POMELLATO

Sebbene la sua storia sia meno antica rispetto a quella di Tiffany e di altri marchi iconici, il brand Pomellato (fondato nel 1967) oggi è tra gli emblemi della più alta produzione di gioielleria. 

Per molti anni l’azienda è stata controllata dal fondatore, ma negli ultimi decenni ha vissuto una fase tanto espansiva quanto problematica.
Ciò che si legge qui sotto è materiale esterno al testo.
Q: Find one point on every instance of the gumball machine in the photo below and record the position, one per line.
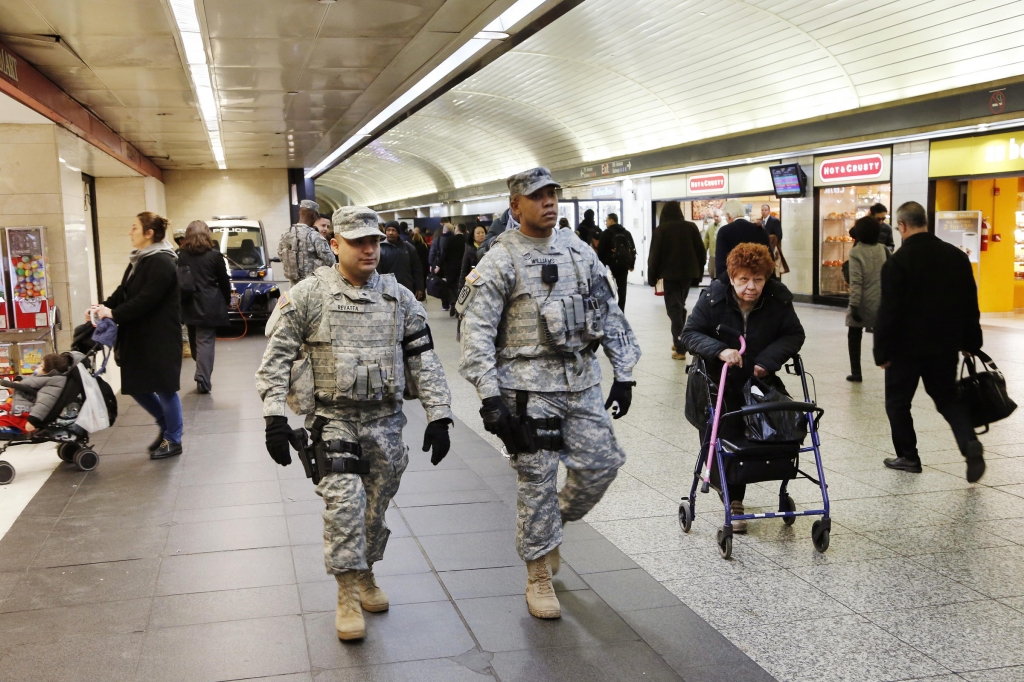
(27, 266)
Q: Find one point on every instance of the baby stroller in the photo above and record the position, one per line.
(60, 424)
(744, 460)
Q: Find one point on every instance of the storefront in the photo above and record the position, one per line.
(701, 195)
(978, 185)
(603, 200)
(846, 186)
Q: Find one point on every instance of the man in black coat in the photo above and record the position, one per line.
(929, 313)
(619, 253)
(738, 230)
(400, 259)
(677, 257)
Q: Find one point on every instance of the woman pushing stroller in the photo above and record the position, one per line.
(762, 309)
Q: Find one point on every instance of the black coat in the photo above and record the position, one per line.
(929, 302)
(451, 259)
(677, 253)
(606, 244)
(401, 260)
(147, 309)
(731, 236)
(773, 331)
(208, 306)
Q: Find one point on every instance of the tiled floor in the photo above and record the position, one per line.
(925, 576)
(210, 567)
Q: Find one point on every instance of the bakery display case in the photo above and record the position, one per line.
(839, 208)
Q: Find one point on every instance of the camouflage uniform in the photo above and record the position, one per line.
(302, 249)
(506, 350)
(338, 329)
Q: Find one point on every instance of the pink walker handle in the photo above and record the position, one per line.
(718, 412)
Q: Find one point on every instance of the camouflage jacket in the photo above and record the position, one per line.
(298, 333)
(489, 365)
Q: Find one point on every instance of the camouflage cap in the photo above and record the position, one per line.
(354, 222)
(529, 181)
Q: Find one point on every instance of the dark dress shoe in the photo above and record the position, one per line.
(167, 449)
(903, 464)
(975, 461)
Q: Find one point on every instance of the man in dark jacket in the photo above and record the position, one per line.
(677, 256)
(617, 251)
(738, 230)
(879, 212)
(929, 313)
(399, 258)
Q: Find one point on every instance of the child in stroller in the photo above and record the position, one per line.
(84, 402)
(35, 395)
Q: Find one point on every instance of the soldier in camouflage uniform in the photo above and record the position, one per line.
(535, 310)
(302, 249)
(346, 342)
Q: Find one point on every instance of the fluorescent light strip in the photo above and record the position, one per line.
(508, 18)
(192, 40)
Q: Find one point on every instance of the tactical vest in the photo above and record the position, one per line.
(354, 351)
(544, 318)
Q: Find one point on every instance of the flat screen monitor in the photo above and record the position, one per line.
(790, 180)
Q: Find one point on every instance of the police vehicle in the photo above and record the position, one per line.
(243, 243)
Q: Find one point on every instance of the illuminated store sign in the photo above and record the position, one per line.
(708, 183)
(865, 167)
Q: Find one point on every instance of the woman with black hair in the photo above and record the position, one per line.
(204, 305)
(146, 308)
(866, 259)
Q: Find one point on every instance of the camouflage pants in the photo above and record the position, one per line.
(591, 456)
(354, 530)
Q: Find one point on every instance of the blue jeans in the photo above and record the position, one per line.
(166, 409)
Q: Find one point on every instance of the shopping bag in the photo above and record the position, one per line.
(771, 426)
(984, 393)
(697, 406)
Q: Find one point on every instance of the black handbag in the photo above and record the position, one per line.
(984, 393)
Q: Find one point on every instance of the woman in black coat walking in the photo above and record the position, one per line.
(146, 308)
(762, 310)
(204, 299)
(450, 262)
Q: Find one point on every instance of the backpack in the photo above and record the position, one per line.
(288, 251)
(624, 256)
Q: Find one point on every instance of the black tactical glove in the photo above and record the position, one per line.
(498, 420)
(621, 395)
(278, 439)
(436, 437)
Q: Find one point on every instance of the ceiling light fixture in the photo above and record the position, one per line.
(192, 41)
(508, 18)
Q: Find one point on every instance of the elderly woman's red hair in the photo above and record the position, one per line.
(751, 257)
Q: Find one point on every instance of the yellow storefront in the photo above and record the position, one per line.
(986, 173)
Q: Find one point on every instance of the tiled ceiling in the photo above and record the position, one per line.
(612, 78)
(343, 59)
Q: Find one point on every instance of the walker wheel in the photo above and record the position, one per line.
(66, 451)
(685, 516)
(86, 460)
(724, 545)
(819, 536)
(6, 472)
(786, 504)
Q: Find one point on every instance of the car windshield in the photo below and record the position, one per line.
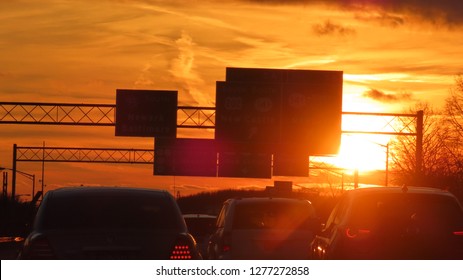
(431, 213)
(110, 211)
(273, 215)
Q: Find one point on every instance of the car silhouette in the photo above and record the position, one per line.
(109, 223)
(264, 228)
(392, 223)
(201, 226)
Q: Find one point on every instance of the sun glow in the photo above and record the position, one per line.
(362, 152)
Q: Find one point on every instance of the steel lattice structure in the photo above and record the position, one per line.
(91, 114)
(87, 155)
(187, 117)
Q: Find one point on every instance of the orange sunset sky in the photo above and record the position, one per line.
(393, 54)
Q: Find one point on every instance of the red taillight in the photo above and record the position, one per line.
(40, 248)
(181, 251)
(226, 242)
(356, 233)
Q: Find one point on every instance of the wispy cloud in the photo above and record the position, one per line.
(330, 28)
(379, 95)
(184, 72)
(449, 12)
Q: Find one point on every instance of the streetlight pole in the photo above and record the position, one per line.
(27, 175)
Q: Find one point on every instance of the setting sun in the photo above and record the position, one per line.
(362, 152)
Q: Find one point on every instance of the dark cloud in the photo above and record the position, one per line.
(385, 97)
(330, 28)
(436, 11)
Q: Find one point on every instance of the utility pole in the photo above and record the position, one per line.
(419, 148)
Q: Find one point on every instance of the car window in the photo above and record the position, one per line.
(200, 226)
(430, 213)
(106, 211)
(336, 213)
(221, 218)
(273, 215)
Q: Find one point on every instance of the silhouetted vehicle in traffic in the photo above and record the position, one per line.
(201, 226)
(392, 223)
(109, 223)
(264, 228)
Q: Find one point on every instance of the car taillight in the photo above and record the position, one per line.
(182, 250)
(40, 248)
(356, 233)
(226, 242)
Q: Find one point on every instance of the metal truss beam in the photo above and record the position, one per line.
(87, 155)
(91, 114)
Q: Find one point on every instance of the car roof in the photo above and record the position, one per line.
(405, 189)
(263, 199)
(65, 191)
(199, 216)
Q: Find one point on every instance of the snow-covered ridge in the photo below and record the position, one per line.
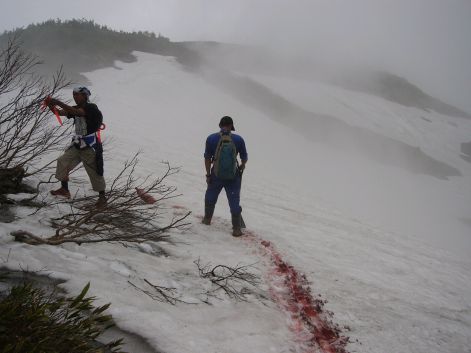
(396, 292)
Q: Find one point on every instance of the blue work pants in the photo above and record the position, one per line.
(232, 188)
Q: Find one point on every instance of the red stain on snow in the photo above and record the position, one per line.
(309, 322)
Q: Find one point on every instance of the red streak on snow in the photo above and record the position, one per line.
(290, 290)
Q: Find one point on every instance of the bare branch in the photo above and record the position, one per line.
(236, 282)
(125, 218)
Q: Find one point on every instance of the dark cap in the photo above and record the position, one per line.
(226, 121)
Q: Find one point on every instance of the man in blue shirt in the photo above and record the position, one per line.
(216, 182)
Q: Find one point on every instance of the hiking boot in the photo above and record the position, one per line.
(236, 225)
(102, 202)
(61, 192)
(208, 214)
(237, 232)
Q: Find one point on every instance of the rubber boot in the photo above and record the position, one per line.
(208, 214)
(236, 225)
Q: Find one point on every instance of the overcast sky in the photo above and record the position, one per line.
(428, 41)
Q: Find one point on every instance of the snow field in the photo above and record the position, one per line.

Pomellato, infatti non aveva linea ereditaria diretta (il fondatore Rabolini è deceduto nel 2018) e, in particolare, il pacchetto azionario inizialmente era concentrato per il 73% nelle mani del fondatore e per il 18% della famiglia Signori: quest’ultima aveva già 2002 ceduto la propria quota a Damiani, o meglio alla sua consociata Sparkling, la quale tra il 2011 e il 2013 ha cercato di “scalare” il prestigioso brand durante un lungo contenzioso legale.

Attualmente Pomellato è all’81% del Gruppo Kering, al quale fanno capo anche Gucci, Boucheron e Balenciaga, tutti acquisiti nell’ultimo ventennio dal fondatore Francois Pinault, tra gli uomini più facoltosi d’Europa e proprietario con i Rothschild dei prestigiosi vitigni Bourgogne e Champagne. 

Pomellato deve la sua fama anzitutto alle intuizioni di Rabolini, a cui si deve l’invenzione di quei ciondoli da lui definiti “pazzi”, ossia snodabili (orsetto, re) e ad alcune testimonial memorabili come Jane Fonda, Tilda Swinton, Kate Blanchett e, da ultimo, Chiara Ferragni oltre all’attrice Salma Hayek, consorte dell’azionista di maggioranza.

Tramite imponenti campagne pubblicitarie tale marchio ha, di fatto aumentato il suo fatturato dai 138 milioni annui del 2011 ai 186 del 2021, sviluppati in 600 negozi sparsi nel mondo, di cui 86 monomarca.

Certamente le linee pulite delle sue collezioni “Milano” del 2017 e “Nudo” del 2003 hanno lanciato uno stile inconfondibile nell’uso di pietre prima poco conosciute e caratterizzate dal taglio a cupola (“cabochon”) quali la tormalina, la iolite, il peridoto, oltre al diamante e all’acquamarina, ma è il Dodo, lanciato nel 1995 il suo articolo più venduto. Molte sono le leggende sorte intorno a questo animale realmente esistito e chiamato “dronte”, le cui ultime attestazioni risalgono ai tempi di Hobbes e cioè a metà Seicento. Purtroppo di questo goffo bipede, che incuriosì anche Darwin, gli studiosi hanno ritrovato solo un artiglio e pochi frammenti ossei: da ciò deriva la leggenda secondo cui si è estinto perché di esso si nutrivano i marinai. Invero, il dronte/Dodo era un uccello simile ad una grossa colomba, insediatosi migliaia di anni fa nelle isole Mauritius, ove- trovando un ambiente caldo e favorevole- era arrivato a pesare oltre 30 kg tanto da non poter più volare, essendosi atrofizzate- di generazione in generazione- le ali, poco sfruttate da un animale che trovava a terra le sue prede. Ciò però determinò anche la sua fine perché, nidificando sulla terraferma e non sugli alberi rendeva assai vulnerabili i suoi piccoli, a loro volta preda nella catena alimentare. 

Oggi la sua goffa simpatia rende questo “uccello mancato” uno dei più iconici personaggi nel mondo dell’alta gioielleria, riprodotto in centinaia di charms, bracciali e orecchini.